The advantage of digital is that you can chose ranges of amplitude or frequency (usually frequency), that make it really clear when something’s a 1 or 0 AND there are tricks when sending digital information where you can detect and fix errors in communication, so the receiver has a very good chance of getting a perfect copy of the message sent, even if there’s stuff affecting the signal.

Anonymous 0 Comments

Non-electromagnetic waves can also be used for communication in pretty much the same way. You can throw rocks in a calm pond and treat the waves in water as a form of communication. The frequency and bandwidth is just slow because it’s easier to throw photons than rocks.

Anonymous 0 Comments

A couple things:

They are all just different frequencies of the same phenomena. The different frequencies have different properties, but if you can build a detector for them, technically they are all usable for communication. Of course, there are obvious downsides to communicating via, say, gamma rays.

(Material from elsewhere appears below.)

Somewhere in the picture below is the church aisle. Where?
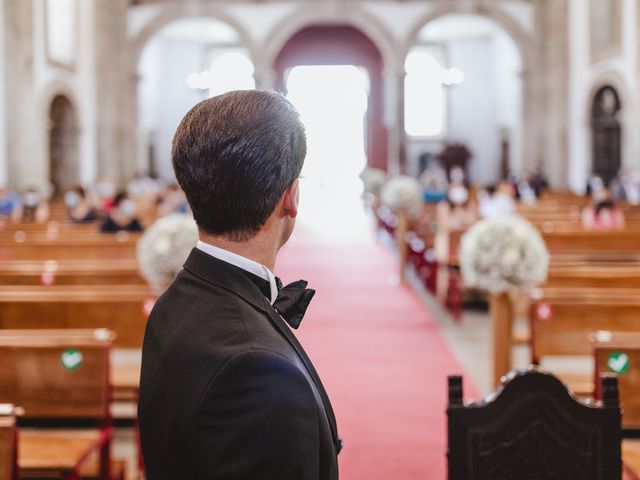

As far as digital vs analog? All digital signals originate as analog ones. (All signals are a sum of sine waves of varying frequency, amplitude, and phase.) If you take a “square wave” and zoom in on an oscilloscope, you can see just how analog it is.

Anonymous 0 Comments

There’s one type of electromagnetic wave. It’s frequency affects what you’re referring to as “type”. (It also affect how it propagates through matter like air as well as how directional it is.)

Anonymous 0 Comments

Essentially, the different types of electromagnetic waves vary in frequency and wavelength which allows for different applications and efficiencies in communication. However, the fundamental principles of encoding and decoding information can be applied to any type of wave, whether analog or digital.